Note that while the syntax varies, the obverall structure of the code is the
same as what we did in Python. Indeed, both the Python and the Java APIs are
simply thin wrappers around a C++ authoring API that sits under the hood. We
used a different prompt here, so that you can confirm uplon loading the app
that is now uses the IR you authored in Java instead of the one we previously
authored in Python.

Note that while we've authored the IR at the initialization time, there's
nothing forcing you to follow this model. You can author the IR dynamically in
your app, anc change it depending on the need. The same executor can handle either sequential or concurrent invocations with different types of IR.

Go ahead and rebuild the APK, push it to the device with `adb install`, and
re-run the app to confirm that you now see the new code in action.

![Screenshot 2](tutorial_8_app_screenshot_2.png)

## Runtime options

Now that we've covered authoring, let's shift attention to the runtime options.
What you've been using so far is the Gemma model via `llamacpp`. As noted in
[models.md[(https://github.com/google/genc/blob/master/genc/docs/models.md),
you can also use MediaPipe. Indeed, support for MediaPipe is already built into
the example runtime.

To use Gemma through MediaPipe, you'll need to download the Gemma weights in a
MediaPipe-compatible format. You can find detailed instructions at the
[MediaPipe section](https://github.com/google/genc/blob/master/genc/docs/models.md#mediapipe). Get a file named `gemma-2b-it-gpu-int4.bin`, and push it to the
device, e.g., in `/data/local/tmp/`, next to the other one you have downloaded
earlier. The location doesn't really matter. You just need to take note where
the file is located, since you will need to refer to that path later on at the authoring time.

Next, when constructing the IR in `getCOmputation()`, you'll want to replace
the second element of the chain (the
`Constructor.createModelInferenceWithConfig`
call) with a new one, as follows:

```
Constructor.createMediaPipeLlmInferenceModelConfig(
  "/device/mediapipe",
  /* maxTokens= */ 64,
  /* topK= */ 40,
  /* temperature= */ 0.8f,
  /* randomSeed= */ 100);
```

Then, rebuild and re-run the app to confirm that it loads the new IR, and that it still works.

Now, to understand what just happened, let's take a closer look at how we setup
the example runtime.

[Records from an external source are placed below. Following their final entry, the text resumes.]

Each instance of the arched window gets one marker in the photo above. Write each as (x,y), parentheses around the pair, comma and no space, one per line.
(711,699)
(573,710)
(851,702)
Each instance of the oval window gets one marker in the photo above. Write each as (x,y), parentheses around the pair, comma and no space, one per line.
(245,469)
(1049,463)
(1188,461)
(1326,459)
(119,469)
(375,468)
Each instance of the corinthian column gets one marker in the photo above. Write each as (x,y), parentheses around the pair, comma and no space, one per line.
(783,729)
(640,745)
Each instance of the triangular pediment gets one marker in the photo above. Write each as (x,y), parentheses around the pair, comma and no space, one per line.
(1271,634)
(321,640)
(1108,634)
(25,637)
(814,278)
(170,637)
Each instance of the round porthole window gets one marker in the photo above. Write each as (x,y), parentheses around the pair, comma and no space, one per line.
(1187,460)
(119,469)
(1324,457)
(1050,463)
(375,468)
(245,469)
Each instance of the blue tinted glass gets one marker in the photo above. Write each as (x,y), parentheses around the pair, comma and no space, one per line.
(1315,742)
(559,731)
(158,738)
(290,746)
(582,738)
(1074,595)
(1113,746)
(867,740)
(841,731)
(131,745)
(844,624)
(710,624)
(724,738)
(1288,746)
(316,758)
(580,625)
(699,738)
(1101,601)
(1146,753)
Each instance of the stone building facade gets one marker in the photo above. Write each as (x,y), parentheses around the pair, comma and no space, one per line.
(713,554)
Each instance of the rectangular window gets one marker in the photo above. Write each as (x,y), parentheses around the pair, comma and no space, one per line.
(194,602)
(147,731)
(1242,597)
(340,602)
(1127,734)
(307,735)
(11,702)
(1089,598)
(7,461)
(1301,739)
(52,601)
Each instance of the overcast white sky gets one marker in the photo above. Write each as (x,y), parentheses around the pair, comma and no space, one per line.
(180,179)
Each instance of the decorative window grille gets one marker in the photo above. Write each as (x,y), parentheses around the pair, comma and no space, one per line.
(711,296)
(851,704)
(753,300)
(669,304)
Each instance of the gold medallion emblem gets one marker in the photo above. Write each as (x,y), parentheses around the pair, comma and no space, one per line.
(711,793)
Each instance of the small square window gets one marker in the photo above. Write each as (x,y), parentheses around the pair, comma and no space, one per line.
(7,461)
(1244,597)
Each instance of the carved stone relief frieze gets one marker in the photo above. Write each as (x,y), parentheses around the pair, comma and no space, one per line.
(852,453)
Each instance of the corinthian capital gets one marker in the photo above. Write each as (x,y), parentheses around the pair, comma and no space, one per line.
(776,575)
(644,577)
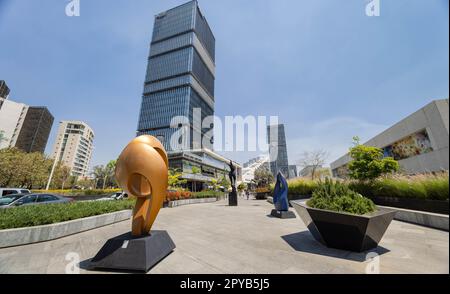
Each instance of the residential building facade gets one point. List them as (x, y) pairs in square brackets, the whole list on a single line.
[(74, 146), (35, 130), (12, 116), (24, 127)]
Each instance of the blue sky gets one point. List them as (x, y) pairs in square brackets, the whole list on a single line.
[(325, 68)]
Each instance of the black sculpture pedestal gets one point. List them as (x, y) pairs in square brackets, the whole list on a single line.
[(282, 214), (126, 252), (232, 198)]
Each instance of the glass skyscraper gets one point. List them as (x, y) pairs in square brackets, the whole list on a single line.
[(278, 150), (180, 76)]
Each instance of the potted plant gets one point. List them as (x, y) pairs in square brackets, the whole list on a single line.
[(341, 218)]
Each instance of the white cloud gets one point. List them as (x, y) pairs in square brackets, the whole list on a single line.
[(333, 135)]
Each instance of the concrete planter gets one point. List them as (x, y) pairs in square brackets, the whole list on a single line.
[(177, 203), (433, 206), (23, 236), (345, 231)]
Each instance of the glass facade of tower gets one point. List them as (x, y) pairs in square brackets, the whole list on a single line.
[(278, 150), (180, 74)]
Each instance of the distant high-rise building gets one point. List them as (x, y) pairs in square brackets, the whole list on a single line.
[(180, 79), (4, 90), (278, 150), (74, 146), (36, 127), (24, 127), (180, 76), (12, 116)]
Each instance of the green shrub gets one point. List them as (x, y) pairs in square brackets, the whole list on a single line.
[(208, 194), (337, 196), (36, 215), (433, 187)]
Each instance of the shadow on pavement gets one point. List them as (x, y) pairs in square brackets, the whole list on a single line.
[(305, 242)]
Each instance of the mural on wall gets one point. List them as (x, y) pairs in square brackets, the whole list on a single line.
[(416, 144)]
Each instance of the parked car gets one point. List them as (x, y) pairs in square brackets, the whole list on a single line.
[(10, 191), (15, 200), (115, 196)]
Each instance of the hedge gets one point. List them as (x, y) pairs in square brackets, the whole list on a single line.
[(433, 187), (36, 215)]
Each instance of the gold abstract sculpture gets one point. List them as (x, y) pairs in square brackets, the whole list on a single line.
[(142, 171)]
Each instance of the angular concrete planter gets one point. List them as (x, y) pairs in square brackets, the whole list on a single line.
[(177, 203), (345, 231), (433, 206), (23, 236)]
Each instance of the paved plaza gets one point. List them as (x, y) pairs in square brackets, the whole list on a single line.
[(214, 238)]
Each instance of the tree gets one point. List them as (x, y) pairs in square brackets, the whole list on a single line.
[(369, 163), (104, 176), (175, 180), (314, 160), (263, 177)]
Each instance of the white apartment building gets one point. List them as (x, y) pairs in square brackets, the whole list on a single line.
[(74, 146), (12, 116)]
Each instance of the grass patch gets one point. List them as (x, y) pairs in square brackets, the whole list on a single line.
[(74, 193), (207, 194), (36, 215)]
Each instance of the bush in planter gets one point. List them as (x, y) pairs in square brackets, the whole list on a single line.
[(432, 187), (336, 196), (301, 187)]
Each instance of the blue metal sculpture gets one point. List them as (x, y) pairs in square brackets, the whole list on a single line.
[(280, 199)]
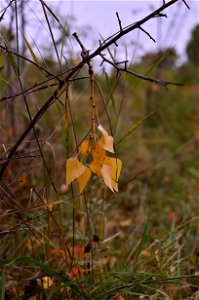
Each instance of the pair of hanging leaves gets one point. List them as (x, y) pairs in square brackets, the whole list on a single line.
[(105, 167)]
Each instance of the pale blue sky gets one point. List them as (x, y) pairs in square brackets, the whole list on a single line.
[(101, 17)]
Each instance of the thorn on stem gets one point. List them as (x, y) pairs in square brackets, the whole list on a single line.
[(119, 21), (186, 4), (147, 33)]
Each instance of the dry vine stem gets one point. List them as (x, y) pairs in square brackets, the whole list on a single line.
[(85, 60)]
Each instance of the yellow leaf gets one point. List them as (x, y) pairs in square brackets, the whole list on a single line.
[(98, 158), (47, 282), (106, 173), (75, 272), (116, 166), (85, 148), (74, 169), (83, 179), (107, 143)]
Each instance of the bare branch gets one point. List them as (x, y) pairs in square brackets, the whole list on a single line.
[(111, 40), (186, 4), (146, 78), (119, 21), (147, 33)]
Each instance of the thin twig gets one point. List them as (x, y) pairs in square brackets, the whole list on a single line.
[(111, 40)]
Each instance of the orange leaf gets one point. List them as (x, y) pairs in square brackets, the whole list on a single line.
[(107, 143), (116, 166), (83, 179), (75, 272), (74, 169), (98, 159), (85, 148), (106, 173)]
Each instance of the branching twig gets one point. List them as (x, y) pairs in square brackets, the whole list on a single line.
[(119, 21), (150, 79), (147, 33), (105, 45)]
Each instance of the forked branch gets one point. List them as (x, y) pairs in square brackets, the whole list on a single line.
[(85, 60)]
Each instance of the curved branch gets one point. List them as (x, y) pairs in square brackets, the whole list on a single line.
[(111, 40)]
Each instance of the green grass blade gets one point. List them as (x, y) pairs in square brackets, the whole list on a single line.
[(28, 260), (31, 50), (3, 285)]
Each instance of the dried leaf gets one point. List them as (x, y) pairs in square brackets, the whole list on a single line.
[(83, 179), (74, 169), (106, 167), (106, 174), (115, 166), (98, 159), (85, 148), (75, 272), (47, 282), (107, 143)]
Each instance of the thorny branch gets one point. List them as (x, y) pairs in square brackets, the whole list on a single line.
[(85, 60), (125, 69)]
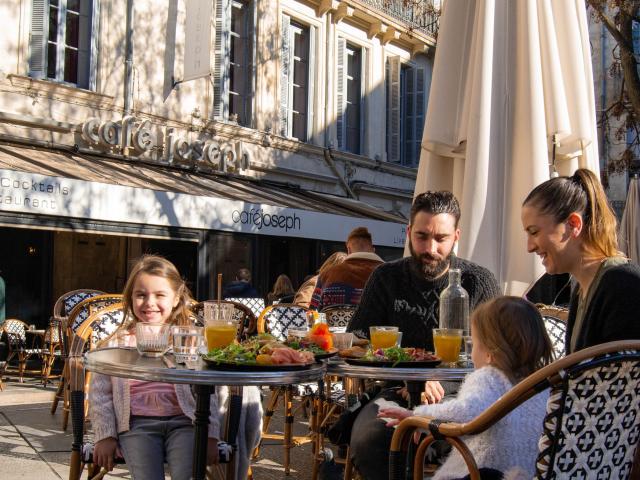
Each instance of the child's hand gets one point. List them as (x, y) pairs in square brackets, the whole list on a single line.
[(433, 392), (395, 414), (105, 451), (212, 451)]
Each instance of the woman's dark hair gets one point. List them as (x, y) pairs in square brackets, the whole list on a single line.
[(581, 193), (435, 203), (512, 330)]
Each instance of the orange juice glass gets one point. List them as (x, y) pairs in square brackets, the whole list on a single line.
[(383, 337), (447, 343), (220, 334)]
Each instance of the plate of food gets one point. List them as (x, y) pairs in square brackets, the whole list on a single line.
[(396, 357), (255, 355)]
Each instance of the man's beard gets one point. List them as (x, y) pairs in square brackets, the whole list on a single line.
[(430, 265)]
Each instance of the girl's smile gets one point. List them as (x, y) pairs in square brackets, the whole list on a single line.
[(153, 299)]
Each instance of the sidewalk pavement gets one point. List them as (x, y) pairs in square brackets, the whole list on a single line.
[(33, 445)]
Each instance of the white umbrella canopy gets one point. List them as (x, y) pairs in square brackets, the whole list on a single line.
[(509, 78), (629, 237)]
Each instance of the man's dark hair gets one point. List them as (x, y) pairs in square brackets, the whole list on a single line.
[(435, 203), (244, 274), (360, 233)]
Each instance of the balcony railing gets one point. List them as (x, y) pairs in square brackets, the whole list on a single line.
[(417, 14)]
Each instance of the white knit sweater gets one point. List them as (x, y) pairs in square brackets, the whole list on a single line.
[(509, 445)]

You can find the Java code in
[DefaultAndroidExecutor.java](https://github.com/google/genc/blob/master/genc/java/src/java/org/genc/examples/apps/gencdemo/DefaultAndroidExecutor.java),
but that's just a think wrapper around the C++ constructors defined in
[android_executor_stacks.cc](https://github.com/google/genc/blob/master/genc/cc/examples/executors/android/android_executor_stacks.cc).

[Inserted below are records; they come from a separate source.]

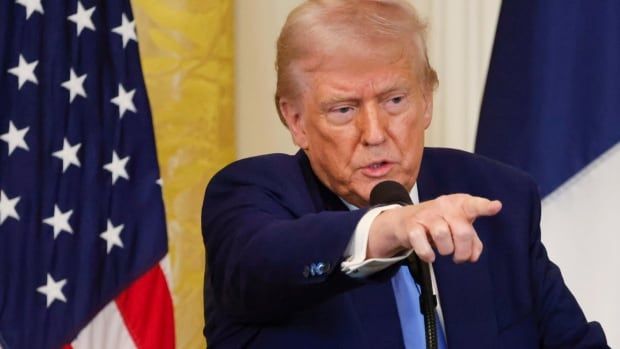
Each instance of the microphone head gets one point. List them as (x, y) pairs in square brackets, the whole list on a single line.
[(389, 192)]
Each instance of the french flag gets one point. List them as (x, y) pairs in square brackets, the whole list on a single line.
[(552, 108)]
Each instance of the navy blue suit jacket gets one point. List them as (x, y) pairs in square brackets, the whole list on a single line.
[(267, 220)]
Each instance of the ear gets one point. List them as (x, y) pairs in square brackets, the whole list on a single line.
[(292, 113), (428, 108)]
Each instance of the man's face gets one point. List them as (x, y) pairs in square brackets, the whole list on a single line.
[(361, 120)]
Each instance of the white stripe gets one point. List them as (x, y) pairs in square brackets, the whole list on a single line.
[(106, 331), (580, 229), (164, 264)]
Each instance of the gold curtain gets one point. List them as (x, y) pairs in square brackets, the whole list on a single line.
[(186, 49)]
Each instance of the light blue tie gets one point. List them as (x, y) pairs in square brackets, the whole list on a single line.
[(407, 294)]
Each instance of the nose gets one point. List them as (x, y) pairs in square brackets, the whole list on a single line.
[(372, 126)]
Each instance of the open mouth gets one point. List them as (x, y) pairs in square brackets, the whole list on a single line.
[(377, 169)]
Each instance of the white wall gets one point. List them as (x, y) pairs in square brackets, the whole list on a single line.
[(460, 41)]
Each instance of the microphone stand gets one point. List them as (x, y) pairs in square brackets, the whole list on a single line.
[(420, 271)]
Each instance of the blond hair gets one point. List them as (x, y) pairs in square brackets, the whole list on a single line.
[(319, 24)]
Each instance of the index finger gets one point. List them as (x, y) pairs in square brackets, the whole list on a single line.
[(475, 206)]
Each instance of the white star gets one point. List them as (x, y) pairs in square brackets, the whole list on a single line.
[(60, 221), (124, 100), (7, 207), (31, 6), (53, 290), (117, 167), (15, 138), (82, 18), (24, 72), (75, 85), (112, 236), (68, 154), (127, 30)]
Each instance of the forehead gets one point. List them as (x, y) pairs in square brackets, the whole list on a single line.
[(349, 75)]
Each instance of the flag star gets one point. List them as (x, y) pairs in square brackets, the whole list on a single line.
[(127, 30), (68, 154), (117, 167), (124, 100), (75, 85), (31, 6), (24, 72), (7, 207), (60, 221), (53, 290), (82, 18), (112, 236), (15, 137)]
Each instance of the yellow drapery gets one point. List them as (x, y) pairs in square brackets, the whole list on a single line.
[(186, 49)]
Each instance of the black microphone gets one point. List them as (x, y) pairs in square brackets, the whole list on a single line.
[(391, 192)]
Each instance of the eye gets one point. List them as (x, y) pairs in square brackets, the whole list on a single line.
[(340, 114), (397, 100), (343, 110)]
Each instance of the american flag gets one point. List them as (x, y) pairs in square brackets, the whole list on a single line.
[(82, 227)]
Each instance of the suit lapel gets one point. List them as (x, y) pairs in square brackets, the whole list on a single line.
[(373, 303), (465, 290)]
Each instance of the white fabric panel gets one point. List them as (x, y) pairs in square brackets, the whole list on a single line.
[(580, 230), (106, 331)]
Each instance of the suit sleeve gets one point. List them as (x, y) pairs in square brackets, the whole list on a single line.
[(263, 257), (561, 320)]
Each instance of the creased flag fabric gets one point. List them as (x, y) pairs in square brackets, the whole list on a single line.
[(82, 227), (552, 107)]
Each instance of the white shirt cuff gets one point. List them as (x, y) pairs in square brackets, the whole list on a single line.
[(356, 265)]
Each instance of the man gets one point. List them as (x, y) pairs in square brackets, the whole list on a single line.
[(296, 258)]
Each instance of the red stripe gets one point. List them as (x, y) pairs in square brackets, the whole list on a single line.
[(146, 308)]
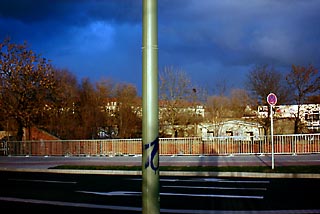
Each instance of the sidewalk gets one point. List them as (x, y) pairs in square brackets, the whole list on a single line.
[(43, 164)]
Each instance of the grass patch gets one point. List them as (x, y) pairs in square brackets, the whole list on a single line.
[(265, 169)]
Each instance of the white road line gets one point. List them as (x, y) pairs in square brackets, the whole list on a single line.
[(224, 188), (43, 181), (123, 193), (138, 209)]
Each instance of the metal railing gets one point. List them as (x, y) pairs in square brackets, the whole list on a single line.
[(283, 144)]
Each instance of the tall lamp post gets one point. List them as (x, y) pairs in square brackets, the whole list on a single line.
[(272, 100), (150, 110)]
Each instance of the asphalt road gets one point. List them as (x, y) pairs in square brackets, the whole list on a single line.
[(28, 185), (83, 193)]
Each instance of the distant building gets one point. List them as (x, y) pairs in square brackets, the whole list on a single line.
[(309, 113), (237, 128)]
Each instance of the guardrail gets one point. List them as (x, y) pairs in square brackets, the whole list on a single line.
[(283, 144)]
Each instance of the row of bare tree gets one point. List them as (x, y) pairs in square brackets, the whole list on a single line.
[(34, 93)]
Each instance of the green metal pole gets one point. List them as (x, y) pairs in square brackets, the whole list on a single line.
[(150, 110)]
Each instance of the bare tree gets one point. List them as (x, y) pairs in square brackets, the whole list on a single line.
[(177, 94), (261, 81), (26, 84), (304, 82), (128, 120)]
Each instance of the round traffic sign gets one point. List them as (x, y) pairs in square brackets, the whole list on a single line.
[(272, 99)]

In the body of `CreateAndroidExecutor` in that file, you will see sections
of code that look as follows:

```
SetMediapipeModelInferenceHandler(&config, jvm,
                                  mediapipe_text_generator_client,
                                  kMediapipeModelUri);

SetLlamaCppModelInferenceHandler(&config, kGemmaModelUri);
```

What these calls do is, associate the names you've been using in the IR, such
as `/device/gemma` and `/device/mediapipe`, with C++ handlers that route model
calls to the appropriate backends. This list of handlers is later fed to the
generic GenC runtime constructor to setup a customized runtime for your specific
environment.

Feel free to play with this setup, e.g., by modifying the existing or adding
new handlers, and then matching these changes in the IR, and re-pushign the app
to the device to confirm your changes had effect.

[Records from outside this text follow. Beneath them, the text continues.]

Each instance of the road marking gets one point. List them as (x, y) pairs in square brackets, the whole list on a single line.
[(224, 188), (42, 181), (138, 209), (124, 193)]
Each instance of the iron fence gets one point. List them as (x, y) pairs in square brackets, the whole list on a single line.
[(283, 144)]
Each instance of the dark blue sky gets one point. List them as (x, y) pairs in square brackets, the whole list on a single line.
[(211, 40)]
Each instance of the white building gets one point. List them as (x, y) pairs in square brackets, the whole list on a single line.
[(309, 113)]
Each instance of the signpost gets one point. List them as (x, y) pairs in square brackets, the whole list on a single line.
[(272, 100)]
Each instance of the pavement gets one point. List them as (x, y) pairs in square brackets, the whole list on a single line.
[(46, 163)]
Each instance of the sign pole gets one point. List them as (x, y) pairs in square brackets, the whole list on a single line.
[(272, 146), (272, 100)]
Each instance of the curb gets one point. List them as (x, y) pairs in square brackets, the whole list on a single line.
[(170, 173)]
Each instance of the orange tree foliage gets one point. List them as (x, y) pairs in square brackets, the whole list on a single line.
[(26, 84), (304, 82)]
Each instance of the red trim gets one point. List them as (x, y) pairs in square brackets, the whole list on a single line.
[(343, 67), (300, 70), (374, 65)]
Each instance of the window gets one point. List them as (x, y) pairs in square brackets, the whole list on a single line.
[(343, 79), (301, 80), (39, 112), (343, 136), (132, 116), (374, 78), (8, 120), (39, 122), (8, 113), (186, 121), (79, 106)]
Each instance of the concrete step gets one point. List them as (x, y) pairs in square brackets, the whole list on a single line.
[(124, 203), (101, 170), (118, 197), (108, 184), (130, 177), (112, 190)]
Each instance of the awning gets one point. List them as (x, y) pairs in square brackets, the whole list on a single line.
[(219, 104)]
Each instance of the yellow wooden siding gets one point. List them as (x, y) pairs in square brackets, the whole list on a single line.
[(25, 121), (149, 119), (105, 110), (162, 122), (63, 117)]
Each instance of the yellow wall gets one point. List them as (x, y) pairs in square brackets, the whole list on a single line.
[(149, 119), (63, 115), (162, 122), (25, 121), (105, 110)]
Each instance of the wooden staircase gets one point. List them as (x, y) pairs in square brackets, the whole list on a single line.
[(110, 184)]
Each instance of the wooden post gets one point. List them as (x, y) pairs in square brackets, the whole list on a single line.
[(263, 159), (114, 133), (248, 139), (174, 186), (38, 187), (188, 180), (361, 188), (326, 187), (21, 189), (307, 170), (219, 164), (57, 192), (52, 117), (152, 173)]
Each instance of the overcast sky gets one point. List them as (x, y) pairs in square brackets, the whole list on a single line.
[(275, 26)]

If you'd like to learn more about setting up custom runtimes, please review the
general overview in
[runtime.md](https://github.com/google/genc/blob/master/genc/docs/runtime.md).
Everything that's written there applies to Android as well. The only differences
between C++ runtime setup in Android and non-Anroid environments is that the
former makes use of both C++ and Java components (e.g., to leverage Cronet in
lieu of CURL as a network client).

This concludes the Android tutorial.